Vocals bleed into wailing guitars on Lasciate Ogne Speranza; or ‘abandon all hope’ for those of us who don’t speak Italian. Drums are hit with so much precision and speed I could swear they’re electric, but they still somehow feel organic. It’s at this point the album’s atmosphere pins the eyes open, flooding a deep unknowable evil basking all thoughts in vile wretchedness.
Breakdowns dredge away any clarity leaving only mind-obliterating madness…
Cerebrospinal fluid is a leak that occurs when there is a tear, or hole, in the membranes surrounding the brain or spinal cord. That’s what I’ve decided the liquid mentioned in the title His Face Flowed Like Liquid Down is. The sound of vaguely inhuman glitches conjures mental images of a haphazard surgery performed by machines. While the horror here is undoubtedly high, it manages somewhat of a cool down, which at this point is absolutely necessary. The curing false calm confuses and changes the mind in preparation for some Eldridge horror.
Thrashy grooves adorn a deeper vocal delivery, that now layers both death and black styles, simultaneously flows throughout An Hourglass. Slower, lower pitches break the equilibrium down even more than before. Stunningly inviting guitar solos, one after another, close the track out.
Osculum Infame can be translated to ‘a shameful kiss to the devil’s anus’, the more alien mechanisms work harder, deeper, and swifter than what we’ve heard previously, like whatever the machines have been doing is nearing completion. The ‘shameful kiss’ is a supposed ritual greeting from a witch when meeting the devil. I’m explaining this to anyone who may not have been blessed with growing up in a home without ritualistic acts performed for Beelzebub.
The evilest sounds on the album come from Forced Conversion. The bass and guitar race against each other atop drums that are beaten to a bloody death. For whatever reason this was the first song I listened to when I first got the album; and when it’s played without the seven previous tracks, it’s a kick straight to the teeth. But if you’ve been a good little metalhead and you’ve been listening in the proper order, the soundscape here starts feeling less foreign and, maybe, even a little fun.

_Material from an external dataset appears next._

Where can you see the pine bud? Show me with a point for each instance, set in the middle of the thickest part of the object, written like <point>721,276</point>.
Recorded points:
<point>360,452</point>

I Googled the name of album closer Katasonics and it brought up nothing but a link to the Sconsacrata’s Bandcamp. So, as far as I can tell, there’s no known meaning. It’s after a cold analog start the picture Davis has been painting is fully formed and whatever changes through mind-bending chants and forced surgeries is now completed. The vocals are pushed back leaving the instruments to take center stage and are played to perfection. A rogue understandable verse ‘I’ll drag you out of your mind’ coats your thinking until a strange field recording dripping with anger plays like some distant memory.